For more evidence of the value of diversification, look at what’s happened since January 2000, when the tech bubble burst. Standard & Poor’s average of 500 leading stocks has risen just 1.63 percent a year, with dividends reinvested, Morningstar’s Mark Komissarouk reports. (Remember when everyone expected 15 percent?) A diversified portfolio of 60 percent U.S. stocks and 40 percent bonds yielded 3.7 percent. A 50-50 mix of U.S. and international stocks yielded 7.86 percent.

It’s probably enough to hold 30 percent of your stock investment in internationals, with 70 percent in the United States. Nearly half of the S&P companies have major sources of earnings abroad, so, combined, you’re probably 50 percent invested in foreign growth. The market has hammered real-estate investment trusts—down 10.7 percent over the past three months. Emerging markets are off 4 percent since the end of July. Both could drop further. Still, under the buy-low rule, they’re worth looking at. A reasonable allocation would be 5 percent to each.

High-quality bond funds behaved the way they’re supposed to. They protected that portion of your money that you’ll rely on for future income. Safe Treasury funds rose. Tax exempts lost just a tad.

The easiest way to set targets and rebalance is by owning index mutual funds that track the markets you want. For brokerage customers, there are exchange-

traded funds that track these markets, too.

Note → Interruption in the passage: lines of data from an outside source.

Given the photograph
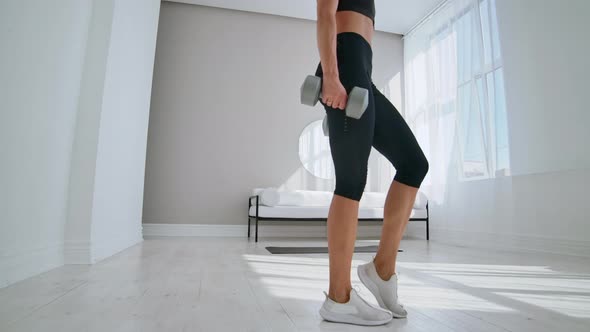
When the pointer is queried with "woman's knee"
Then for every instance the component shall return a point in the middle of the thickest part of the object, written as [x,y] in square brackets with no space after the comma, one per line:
[413,172]
[351,187]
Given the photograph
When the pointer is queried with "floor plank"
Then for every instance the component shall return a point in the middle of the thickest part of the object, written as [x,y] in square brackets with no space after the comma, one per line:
[232,284]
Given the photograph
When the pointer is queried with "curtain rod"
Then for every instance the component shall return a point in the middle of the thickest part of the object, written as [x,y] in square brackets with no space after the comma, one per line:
[426,18]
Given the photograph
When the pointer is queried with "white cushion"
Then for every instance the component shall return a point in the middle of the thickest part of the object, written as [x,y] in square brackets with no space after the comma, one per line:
[275,197]
[318,212]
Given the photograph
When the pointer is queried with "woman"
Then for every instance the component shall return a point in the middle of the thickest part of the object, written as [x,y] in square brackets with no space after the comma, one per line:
[344,33]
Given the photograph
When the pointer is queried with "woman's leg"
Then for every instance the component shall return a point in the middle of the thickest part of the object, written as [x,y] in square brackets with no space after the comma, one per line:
[350,146]
[394,139]
[342,226]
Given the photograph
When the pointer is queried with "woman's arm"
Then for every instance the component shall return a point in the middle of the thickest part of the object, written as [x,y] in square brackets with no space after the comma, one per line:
[333,93]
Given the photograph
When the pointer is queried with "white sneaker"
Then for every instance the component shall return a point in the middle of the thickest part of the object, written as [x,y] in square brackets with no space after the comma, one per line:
[385,291]
[356,311]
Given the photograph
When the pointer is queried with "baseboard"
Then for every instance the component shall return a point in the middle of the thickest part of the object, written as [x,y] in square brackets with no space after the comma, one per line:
[317,230]
[86,252]
[21,265]
[511,242]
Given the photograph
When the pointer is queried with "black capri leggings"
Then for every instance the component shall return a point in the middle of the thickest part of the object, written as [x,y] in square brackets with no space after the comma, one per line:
[381,126]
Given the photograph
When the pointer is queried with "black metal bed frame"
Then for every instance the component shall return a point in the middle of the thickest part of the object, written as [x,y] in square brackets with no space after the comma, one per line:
[257,218]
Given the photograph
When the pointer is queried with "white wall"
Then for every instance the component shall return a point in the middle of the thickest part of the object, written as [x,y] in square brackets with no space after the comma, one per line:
[543,205]
[226,116]
[120,161]
[106,184]
[75,93]
[41,65]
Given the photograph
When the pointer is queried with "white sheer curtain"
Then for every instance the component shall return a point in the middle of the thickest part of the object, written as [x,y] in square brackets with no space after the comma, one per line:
[455,92]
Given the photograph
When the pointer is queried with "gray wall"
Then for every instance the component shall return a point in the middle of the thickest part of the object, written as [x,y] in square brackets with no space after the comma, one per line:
[225,114]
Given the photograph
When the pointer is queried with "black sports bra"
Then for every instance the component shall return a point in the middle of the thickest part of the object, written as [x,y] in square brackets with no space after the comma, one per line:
[365,7]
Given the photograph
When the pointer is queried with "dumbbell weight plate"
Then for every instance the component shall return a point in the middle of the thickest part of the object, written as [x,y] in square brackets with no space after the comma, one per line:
[358,101]
[310,90]
[325,126]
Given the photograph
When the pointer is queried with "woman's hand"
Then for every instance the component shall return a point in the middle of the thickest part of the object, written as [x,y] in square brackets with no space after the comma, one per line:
[333,92]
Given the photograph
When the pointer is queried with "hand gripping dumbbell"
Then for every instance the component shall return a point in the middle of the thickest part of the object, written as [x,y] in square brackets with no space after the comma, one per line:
[358,99]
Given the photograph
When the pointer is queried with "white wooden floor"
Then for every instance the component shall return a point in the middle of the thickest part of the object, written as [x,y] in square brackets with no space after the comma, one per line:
[230,284]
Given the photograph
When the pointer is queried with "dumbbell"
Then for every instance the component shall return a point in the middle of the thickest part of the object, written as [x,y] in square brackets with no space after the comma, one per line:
[358,99]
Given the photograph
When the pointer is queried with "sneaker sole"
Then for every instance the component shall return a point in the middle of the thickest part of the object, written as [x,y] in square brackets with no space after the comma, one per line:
[334,318]
[374,290]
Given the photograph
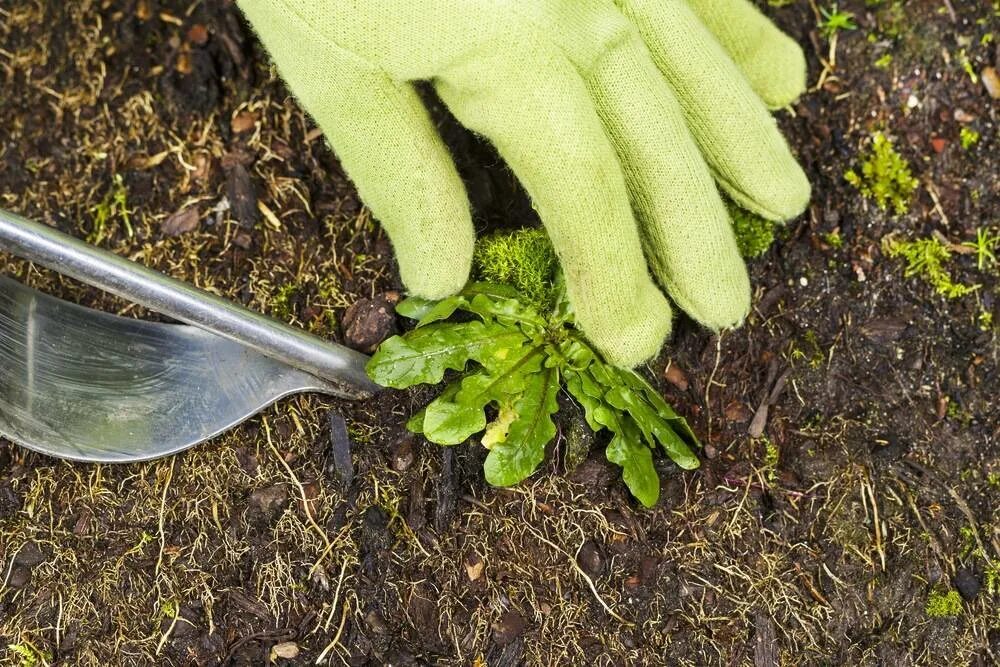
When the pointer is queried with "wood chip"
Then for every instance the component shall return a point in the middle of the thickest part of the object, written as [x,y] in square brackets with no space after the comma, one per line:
[992,81]
[676,376]
[181,222]
[340,450]
[242,196]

All of this raises the question—does the credit squeeze in housing point to a recession ahead? The consensus says probably not. Consumer spending will slow as fewer families are able to tap home equity for cash, but it won’t collapse, says Diane Swonk, chief economist for Mesirow Financial. Unemployment may rise a bit. But global growth remains strong, the service sector is healthy, manufacturing is improving, core inflation has dropped and businesses have plenty of cash. “There can be pain in the credit markets with no serious damage to the fundamental economy, as long as the pain doesn’t persist,” says Lakshman Achuthan, managing director of the Economic Cycle Research Institute.

But although the first taste of financial crisis may not be followed by recession right away, the seeds are being sown, says Allen Sinai, chief global economist for Decision Economics. Always diversified, Sinai holds U.S. stocks (although he wouldn’t touch housing stocks yet). For new money, he prefers Asia and the euro zone. “This isn’t America’s decade,” he says.

Stocks up or stocks down, target investors always have a plan. Rebalance now. If you have to do it again at lower prices, so be it. That’s a formula that works.